New molecular approaches have rapidly expanded the list of enteric viruses (e.g. SAFV, Cosa virus, Boca virus) for which pathology is currently less evident
[31],
[32]. Moreover, the increased sensitivity of nucleic acid-based techniques confronts the physician with a relatively new phenomenon of co-infection with 2, 3, or even more viruses at a time, making it hard to predict which of these is the culprit, if causing pathology at all. The latter holds not only for these new viruses but also for well known pathogens as enterovirus, parechovirus and adenovirus.

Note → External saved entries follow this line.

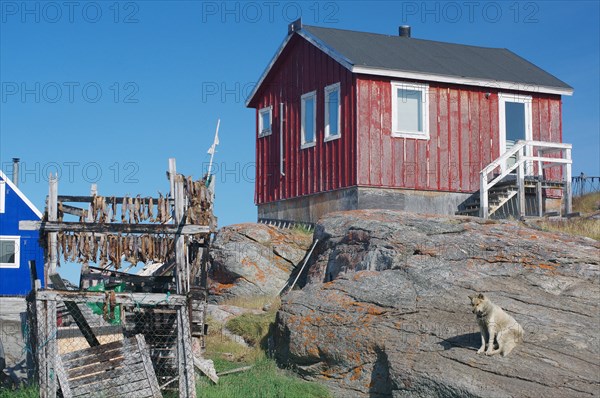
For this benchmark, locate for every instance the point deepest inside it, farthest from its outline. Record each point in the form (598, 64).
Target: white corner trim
(308, 145)
(21, 195)
(367, 70)
(303, 143)
(268, 69)
(424, 89)
(503, 98)
(345, 62)
(268, 109)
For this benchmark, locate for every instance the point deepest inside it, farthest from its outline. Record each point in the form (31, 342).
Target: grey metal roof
(396, 53)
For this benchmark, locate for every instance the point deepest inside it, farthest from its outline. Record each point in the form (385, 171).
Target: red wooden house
(353, 120)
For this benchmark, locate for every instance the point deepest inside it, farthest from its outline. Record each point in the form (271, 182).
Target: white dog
(496, 326)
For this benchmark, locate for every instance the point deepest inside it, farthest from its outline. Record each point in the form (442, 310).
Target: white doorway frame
(503, 98)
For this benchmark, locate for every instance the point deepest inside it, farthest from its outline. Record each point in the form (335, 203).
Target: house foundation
(309, 208)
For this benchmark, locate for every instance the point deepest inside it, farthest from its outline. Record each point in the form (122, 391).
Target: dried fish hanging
(112, 249)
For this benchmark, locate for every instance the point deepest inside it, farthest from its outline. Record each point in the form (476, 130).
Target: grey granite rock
(254, 260)
(385, 311)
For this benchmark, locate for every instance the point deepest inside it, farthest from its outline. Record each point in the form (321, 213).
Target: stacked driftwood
(108, 250)
(172, 229)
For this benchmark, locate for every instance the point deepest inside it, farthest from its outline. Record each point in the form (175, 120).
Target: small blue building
(17, 247)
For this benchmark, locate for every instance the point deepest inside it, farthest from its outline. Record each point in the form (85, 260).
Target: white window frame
(17, 241)
(262, 111)
(424, 89)
(2, 196)
(328, 90)
(303, 143)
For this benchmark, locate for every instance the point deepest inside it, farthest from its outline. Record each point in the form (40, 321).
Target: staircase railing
(523, 151)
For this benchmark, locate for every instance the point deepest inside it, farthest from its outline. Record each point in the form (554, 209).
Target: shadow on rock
(468, 340)
(381, 383)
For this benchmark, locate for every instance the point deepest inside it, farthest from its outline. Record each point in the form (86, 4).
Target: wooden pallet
(118, 369)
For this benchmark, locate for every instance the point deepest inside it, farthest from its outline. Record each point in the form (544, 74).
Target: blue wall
(16, 281)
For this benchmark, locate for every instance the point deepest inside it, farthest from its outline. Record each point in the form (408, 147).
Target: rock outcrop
(254, 260)
(385, 310)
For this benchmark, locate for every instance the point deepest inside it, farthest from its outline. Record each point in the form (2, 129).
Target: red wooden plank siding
(302, 68)
(463, 126)
(454, 151)
(464, 142)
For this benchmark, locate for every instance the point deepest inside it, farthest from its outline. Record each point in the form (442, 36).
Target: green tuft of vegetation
(254, 328)
(585, 225)
(302, 229)
(588, 227)
(263, 380)
(588, 203)
(21, 392)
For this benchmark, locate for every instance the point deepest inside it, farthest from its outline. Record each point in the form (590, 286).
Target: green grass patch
(588, 227)
(264, 380)
(254, 302)
(588, 203)
(302, 229)
(254, 328)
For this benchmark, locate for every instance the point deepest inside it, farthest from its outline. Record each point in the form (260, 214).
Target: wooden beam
(76, 211)
(74, 310)
(52, 217)
(50, 226)
(121, 298)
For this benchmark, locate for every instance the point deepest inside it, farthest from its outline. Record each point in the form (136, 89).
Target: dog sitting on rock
(499, 331)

Herewith, a picture emerges of a ‘viral flora’ quite similar to the microbiome of intestinal resident bacteria which are largely beneficial to the host, e.g. by competing out pathogenic invaders and playing an active role in shaping an intestinal immune barrier
[33],
[34]. A beneficial effect (cross-protection against bacterial invaders) has also been demonstrated for beta- and gamma-herpesviruses in mice
[35]. Human cytomegalovirus has probably a similar effect as it changes the T-cell system dramatically, inducing a unique population of effector-memory CD8 T cells with innate-response features
[36],
[37]. Viruses, however, are -by nature- host-cell invasive microbes (which gut-resident bacteria are not) and a beneficial role of enteric viruses has not been investigated. Coxsackie B viruses, and probably also other enteric viruses, affect the tight junctions of the intestinal epithelial cells, which are the gatekeepers of the intestine, thereby increasing gut leakiness
[38]. The latter is a direct cause of local inflammation, it may alter mucosal immunity in a beneficial way but leakiness has also been associated with chronic inflammatory disease, as type 1 diabetes and celiac disease
[39]. Several lines of evidence indicate a role for coxsackie B viruses and other enteric viruses in type 1 diabetes in humans
,
[reviewed in 40 and 41]. A possible role of SAFV in the development of this disease should be considered in future studies. In such studies, a role of different genotypes and, by analogy with EMCV, different strains belonging to one genotype should be taken into account.
In conclusion, the SAFVs, are human viruses belonging to the genus Cardiovirus of the picornavirus family. SAFV-3, one of its genotypes, shows a high seroprevalence on three different continents, indicating wide-spread presence of infection among humans. Infection by SAFV-3 is most likely acquired early in life. Infection may pass without symptoms but the full clinical and/or biological spectrum remains still to be established.